One school manager warned that staff were giving up their own food or buying food for children to help them quench their hunger and concentrate during lessons.

Charity FareShare, which provides food to 2,000 programmes that support children and young people, surveyed around 9,000 teachers from across the country.

Some 29.4 per cent of teachers in the South West said they had personally provided food for pupils in the 2023 summer term – the highest proportion in England. This was compared with 28.7 per cent in the North West, 25.7 per cent in Yorkshire and Humber and 25.6 per cent in the Midlands.

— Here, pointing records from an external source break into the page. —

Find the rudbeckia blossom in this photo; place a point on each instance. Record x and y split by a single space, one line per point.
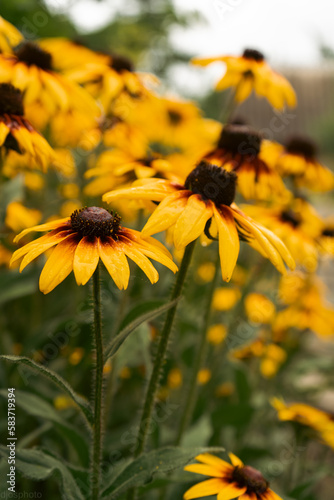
81 240
239 149
16 132
205 199
228 481
251 71
298 158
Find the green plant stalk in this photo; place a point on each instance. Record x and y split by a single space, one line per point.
98 386
153 385
191 388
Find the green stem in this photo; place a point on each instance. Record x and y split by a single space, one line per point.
153 385
97 427
191 389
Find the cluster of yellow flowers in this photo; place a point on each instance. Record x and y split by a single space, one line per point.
152 154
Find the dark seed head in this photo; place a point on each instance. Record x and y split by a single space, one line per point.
239 139
121 63
291 217
253 54
10 100
251 478
31 54
212 183
95 222
301 146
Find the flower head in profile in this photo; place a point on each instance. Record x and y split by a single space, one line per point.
298 158
228 481
251 72
205 202
80 241
239 149
16 132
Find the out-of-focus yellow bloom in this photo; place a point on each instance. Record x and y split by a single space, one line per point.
298 158
174 378
304 294
239 149
76 356
216 334
251 71
9 36
225 389
225 298
297 224
309 416
203 376
18 217
259 308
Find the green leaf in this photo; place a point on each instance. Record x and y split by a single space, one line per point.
134 319
56 379
37 407
142 470
38 466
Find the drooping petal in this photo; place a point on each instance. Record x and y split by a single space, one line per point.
206 488
59 264
115 261
166 213
191 223
229 244
86 259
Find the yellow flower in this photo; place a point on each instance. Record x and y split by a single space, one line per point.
251 71
9 36
239 149
203 376
16 132
85 237
18 217
259 308
208 193
216 334
225 298
237 481
297 224
298 158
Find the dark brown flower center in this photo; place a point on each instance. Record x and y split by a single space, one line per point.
301 146
291 217
121 63
95 222
31 54
253 54
212 183
250 478
10 100
240 139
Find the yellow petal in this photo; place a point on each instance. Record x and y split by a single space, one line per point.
59 265
191 223
86 258
204 489
229 244
115 261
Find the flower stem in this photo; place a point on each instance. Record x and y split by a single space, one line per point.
98 386
191 392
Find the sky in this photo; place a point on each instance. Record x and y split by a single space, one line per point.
288 32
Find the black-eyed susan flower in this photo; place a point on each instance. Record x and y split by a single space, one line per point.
83 239
239 149
251 72
207 197
16 132
30 68
297 224
298 158
228 481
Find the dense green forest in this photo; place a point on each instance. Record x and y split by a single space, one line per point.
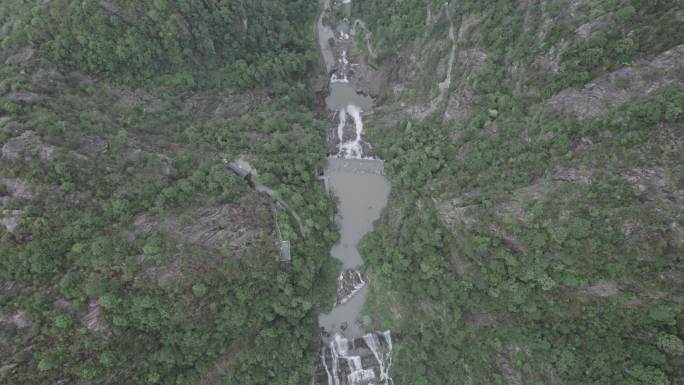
534 235
129 254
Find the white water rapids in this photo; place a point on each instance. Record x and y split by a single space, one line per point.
350 355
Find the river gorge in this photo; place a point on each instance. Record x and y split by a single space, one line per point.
350 354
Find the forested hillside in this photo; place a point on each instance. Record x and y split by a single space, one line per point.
129 254
535 232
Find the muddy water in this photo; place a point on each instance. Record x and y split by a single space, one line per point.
362 192
350 354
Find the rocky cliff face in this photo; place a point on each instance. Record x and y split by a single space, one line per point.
551 158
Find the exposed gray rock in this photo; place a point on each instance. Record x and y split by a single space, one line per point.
647 182
93 319
584 176
602 289
22 56
453 212
26 147
23 97
209 227
16 188
92 145
643 79
20 320
460 105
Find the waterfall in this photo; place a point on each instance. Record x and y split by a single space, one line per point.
384 359
358 375
351 149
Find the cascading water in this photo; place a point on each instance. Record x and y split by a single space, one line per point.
349 355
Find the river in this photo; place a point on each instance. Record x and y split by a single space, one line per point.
350 354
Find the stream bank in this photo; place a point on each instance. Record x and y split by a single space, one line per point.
350 354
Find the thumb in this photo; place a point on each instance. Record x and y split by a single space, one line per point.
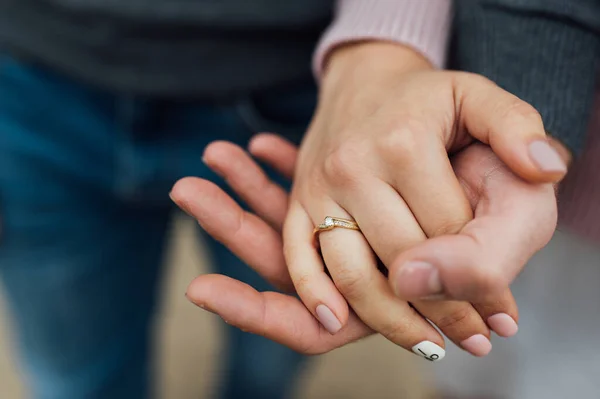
513 220
512 128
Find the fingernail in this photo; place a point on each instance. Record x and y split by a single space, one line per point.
503 325
418 280
328 319
429 350
546 157
477 345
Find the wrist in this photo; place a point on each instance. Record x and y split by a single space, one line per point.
373 60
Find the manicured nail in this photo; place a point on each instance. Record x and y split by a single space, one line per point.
503 325
328 319
477 345
429 350
546 157
418 280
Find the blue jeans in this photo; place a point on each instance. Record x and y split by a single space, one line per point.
84 182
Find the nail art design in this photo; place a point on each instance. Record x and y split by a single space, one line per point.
429 351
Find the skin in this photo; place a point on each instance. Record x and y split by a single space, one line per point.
256 239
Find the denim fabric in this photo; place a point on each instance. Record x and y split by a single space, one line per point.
84 207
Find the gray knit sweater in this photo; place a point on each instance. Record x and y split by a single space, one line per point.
545 51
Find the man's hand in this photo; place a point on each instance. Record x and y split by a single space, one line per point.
256 240
377 152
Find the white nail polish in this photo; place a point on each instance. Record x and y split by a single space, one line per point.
429 351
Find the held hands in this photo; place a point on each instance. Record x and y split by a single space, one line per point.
377 153
496 195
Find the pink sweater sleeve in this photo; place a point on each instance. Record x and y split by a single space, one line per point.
422 24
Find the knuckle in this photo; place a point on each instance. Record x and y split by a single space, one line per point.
454 318
352 283
474 78
450 227
341 165
490 281
401 144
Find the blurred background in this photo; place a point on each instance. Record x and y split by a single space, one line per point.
188 347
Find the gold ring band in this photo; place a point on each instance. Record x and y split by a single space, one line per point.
330 223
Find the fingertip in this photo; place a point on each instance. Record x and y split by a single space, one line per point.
547 159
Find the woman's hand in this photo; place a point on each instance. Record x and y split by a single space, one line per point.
257 241
377 153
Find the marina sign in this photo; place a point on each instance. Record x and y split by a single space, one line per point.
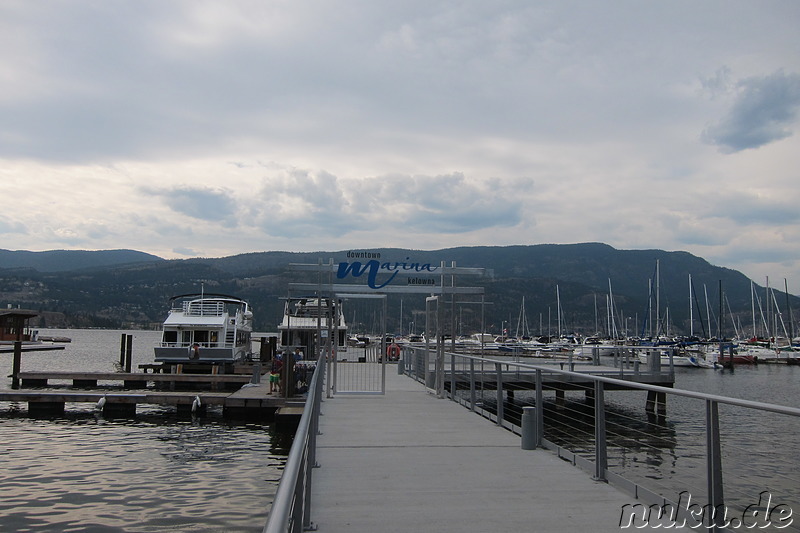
373 267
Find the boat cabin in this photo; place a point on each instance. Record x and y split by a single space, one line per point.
15 326
303 316
206 329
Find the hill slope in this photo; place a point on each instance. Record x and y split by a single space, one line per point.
586 277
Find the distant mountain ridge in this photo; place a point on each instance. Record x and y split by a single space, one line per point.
66 260
125 288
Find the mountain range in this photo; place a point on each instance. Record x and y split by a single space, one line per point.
596 287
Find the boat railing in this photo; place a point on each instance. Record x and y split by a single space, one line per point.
203 308
291 508
711 464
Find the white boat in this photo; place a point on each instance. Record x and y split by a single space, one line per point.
302 317
678 359
205 328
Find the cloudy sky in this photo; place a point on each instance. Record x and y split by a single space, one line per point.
209 128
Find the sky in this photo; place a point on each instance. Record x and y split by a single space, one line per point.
206 129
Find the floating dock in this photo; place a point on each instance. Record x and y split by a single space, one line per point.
252 400
407 461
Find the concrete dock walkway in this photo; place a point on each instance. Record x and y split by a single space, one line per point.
410 462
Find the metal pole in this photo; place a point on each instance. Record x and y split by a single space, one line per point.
714 467
539 409
472 384
499 371
528 428
600 455
383 347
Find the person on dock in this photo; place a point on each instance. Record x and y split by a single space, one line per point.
275 374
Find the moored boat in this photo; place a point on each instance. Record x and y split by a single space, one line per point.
205 328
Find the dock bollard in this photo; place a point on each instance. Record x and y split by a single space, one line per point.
529 428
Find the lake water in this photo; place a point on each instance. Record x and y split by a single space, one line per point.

FareShare, which takes surplus food and delivers it to community groups, school breakfast clubs and homeless shelters, said it was struggling to keep up with demand – and has over 1,500 charities on its waiting list.

“We still do not have enough food to meet skyrocketing demand, and teachers across the country feel they have no choice but to step in to help hungry children,” CEO George Wright said. “Our teachers should be teaching, not forced to fill the gap because the government stands by and allows this to happen all the while food goes to waste on farms,” he added.

Kelly Stallwood, deputy manager at Buzzee Beez Preschool in Harlow, Essex, said: “We are in a deprived area so we see the struggles some of our families are going through. The staff have been known to give up their food or purchase food for a child when they have come into the setting hungry or they have little to no lunch in their lunch bag.”

It comes after a survey of frontline staff by Buttle UK revealed that rising poverty was keeping children out of school as they worried they would be bullied for not being able to afford well-fitting clothes. Social workers warned that they were seeing children steal food from supermarkets because they were so hungry.

There are an estimated 4.2 million children living in poverty, according to the Child Poverty Action Group.
There are an estimated 4.2 million children living in poverty, according to the Child Poverty Action Group. (PA)

One college teacher said: “Students have been arriving at college having not eaten since the previous day and coming into college on non-taught days to eat, charge their phone and have someone to talk to.”

Another education worker said: “I have worked with a number of families where the parents are not feeding themselves to ensure the children have food. I have to access food parcels for them so they can eat but often food parcels are very basic and families don’t have the knowledge and understanding to make meals with the items provided.”

The Independent’s Feed the Future campaign has been calling for free school meals to be extended to all schoolchildren in England – both primary and secondary – who live in households on universal credit but miss out on free school meals because their household income exceeds the threshold.

There are an estimated 4.2 million children living in poverty, according to the Child Poverty Action Group. In the 2021-22 period, 350,000 more children were pulled into relative poverty as rates rose across the UK.

A government spokesperson said: “Over a third of pupils in England now receive free school meals in education settings, compared with one in six in 2010 and we have extended eligibility several times to more groups of children than any other government over the past half a century. This includes introducing new eligibility criteria for families receiving Universal Credit, to ensure even more children were eligible for a free school meal.”